A CPU test is a popular form of stability test under Performance Testing technique. This test checks for processor stability and also monitors its performance as the processor’s workload is increased.

How to do Stability Testing

  • To determine the scope and objective of the testing, we must ensure that the Application Server(s) do not crash during the Load Test executions.
  • To determine the Business issues, verify the system performance and load as per end user perspective.
  • To assign the different Responsibilities and Roles like -Creating Test plan, Test Case design, Test case review, Test execution, etc.
  • To ensure the Test deliverables within the specified time
  • To ensure proper Load Testing tools and experience team is present for the same.
  • To measure the risk and cost involves in the testing. This will determine the cost of each execution in terms of CPU utilization and memory.
  • Determine the Defect tracking and reporting and their proper mapping with the requirements.

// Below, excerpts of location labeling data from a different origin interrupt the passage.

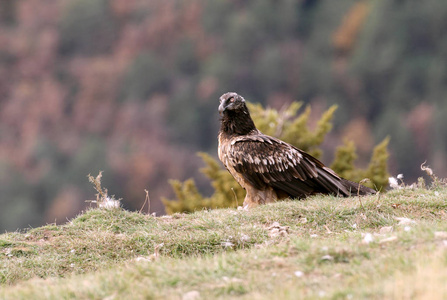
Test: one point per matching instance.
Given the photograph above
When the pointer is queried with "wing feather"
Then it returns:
(266, 161)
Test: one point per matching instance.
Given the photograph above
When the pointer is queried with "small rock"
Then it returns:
(299, 274)
(441, 234)
(191, 295)
(405, 221)
(368, 238)
(327, 257)
(386, 229)
(387, 240)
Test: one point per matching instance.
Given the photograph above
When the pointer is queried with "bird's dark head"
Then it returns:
(231, 102)
(235, 117)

Test Case for Stability Testing for CPU Performance

  • To verify the Upper limit of the system.
  • How system crashes or recovers.
  • A total number of transactions completed per request.
  • Whether or not transaction response stays steady or increases over time.
  • How the system behaves under heavy load.
  • Its response and behavior under heavy load.

Test Reports for Stability Testing

Several statistics are gathered and measured during test executions; these numbers are analyzed in order to generate a report and to identify possible performance problems.

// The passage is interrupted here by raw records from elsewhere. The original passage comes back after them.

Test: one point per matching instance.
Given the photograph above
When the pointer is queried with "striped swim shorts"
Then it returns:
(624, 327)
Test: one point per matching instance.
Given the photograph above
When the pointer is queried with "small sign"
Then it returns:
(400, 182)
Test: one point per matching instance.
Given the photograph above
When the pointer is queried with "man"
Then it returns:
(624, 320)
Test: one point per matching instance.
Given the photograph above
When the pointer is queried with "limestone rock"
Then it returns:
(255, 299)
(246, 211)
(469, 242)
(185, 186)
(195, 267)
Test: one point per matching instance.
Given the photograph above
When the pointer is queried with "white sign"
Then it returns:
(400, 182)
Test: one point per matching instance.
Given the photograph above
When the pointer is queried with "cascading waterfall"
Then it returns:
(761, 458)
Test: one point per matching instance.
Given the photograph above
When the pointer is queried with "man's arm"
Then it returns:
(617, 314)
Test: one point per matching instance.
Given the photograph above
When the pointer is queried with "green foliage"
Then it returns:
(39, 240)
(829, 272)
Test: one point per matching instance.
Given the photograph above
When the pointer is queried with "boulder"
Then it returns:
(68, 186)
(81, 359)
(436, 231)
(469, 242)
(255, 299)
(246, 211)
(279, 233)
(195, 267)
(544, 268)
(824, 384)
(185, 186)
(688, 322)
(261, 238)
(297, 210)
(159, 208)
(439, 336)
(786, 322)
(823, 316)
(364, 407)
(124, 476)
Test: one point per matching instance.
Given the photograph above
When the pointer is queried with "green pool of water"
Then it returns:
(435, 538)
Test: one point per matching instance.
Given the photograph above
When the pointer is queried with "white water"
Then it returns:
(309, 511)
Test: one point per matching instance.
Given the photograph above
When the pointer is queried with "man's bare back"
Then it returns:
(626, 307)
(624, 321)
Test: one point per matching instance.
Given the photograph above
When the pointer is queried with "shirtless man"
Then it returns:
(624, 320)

Examples of statistics collected under test are:

  • Transaction Response Times: The average time is taken to perform transactions during the test. This statistic will evaluate whether the performance of the server is within the acceptable minimum and maximum transaction performance time periods defined for the system.This information will evaluate the time taken in processing the request by the web server and sent to the application server, which in most of the cases will make a request to a database server.
  • Hits Per Second: The number of hits made on the server by users. These statistics benefits to determine the number of load users generate, with respect to a number of hits.
  • Throughput: The amount of throughput on the Web server during the test which is measured in bytes. Throughput means the amount of data that the users received from the server at any given time. This statistic helps to evaluate the amount of load that users generate.
  • Transaction per second: These are the total number of completed transactions (both successful and failed) performed during a test. This statistic helps to check the actual transaction load on the system.
  • CPU: CPU percentage utilization spent during a test.
  • Memory: Memory usage during a test.
  • Disk: utilization of disk spaces spent during a test.

Stability Testing Basics

Stability Testing comes under Performance Testing –a technique that is performed to check some of the quality attributes of Software like stability, reliability, and availability.

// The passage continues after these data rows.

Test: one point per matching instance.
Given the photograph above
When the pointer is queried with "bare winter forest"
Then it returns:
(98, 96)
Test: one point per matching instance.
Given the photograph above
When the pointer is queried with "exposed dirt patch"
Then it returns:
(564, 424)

This testing is used to determine how fast a system or sub-system performs under a particular workload.

Performance Testing has many types and stability testing is one of them.

  • Stress testing: It is a testing type which checks the robustness of the system beyond the system capacity.
  • Spike testing: It is used to check the behavior of a system by increasing a load of a system instantly. The objective is to check at which point the system will be having performance issues, or it will pass.
  • Scalability testing: It is used to check the capabilities of a system. How effective the system will going to behave in growing needs, change in size and change in volume.
  • Volume testing: It is a non-functional testing technique where software under test is subjected to a huge volume of data, and the behavior of a system is checked and verified accordingly.
  • Load or Stability testing: (already discussed above)

Stability Testing Tools

Some of the tools for Performance Testing are as –

  • WebLOAD
  • LoadRunner
  • Apache JMeter
  • NeoLoad
  • CloudTest
  • Loadstorm
  • LoadUI
  • WAPT
  • LoadImpact
  • Loadster
  • Httperf
  • OpenSTA

Conclusion:

Stability testing is a non-functional process of testing the behavior of the application by applying maximum load. It is performed to find out the scalability of the system in a given environment.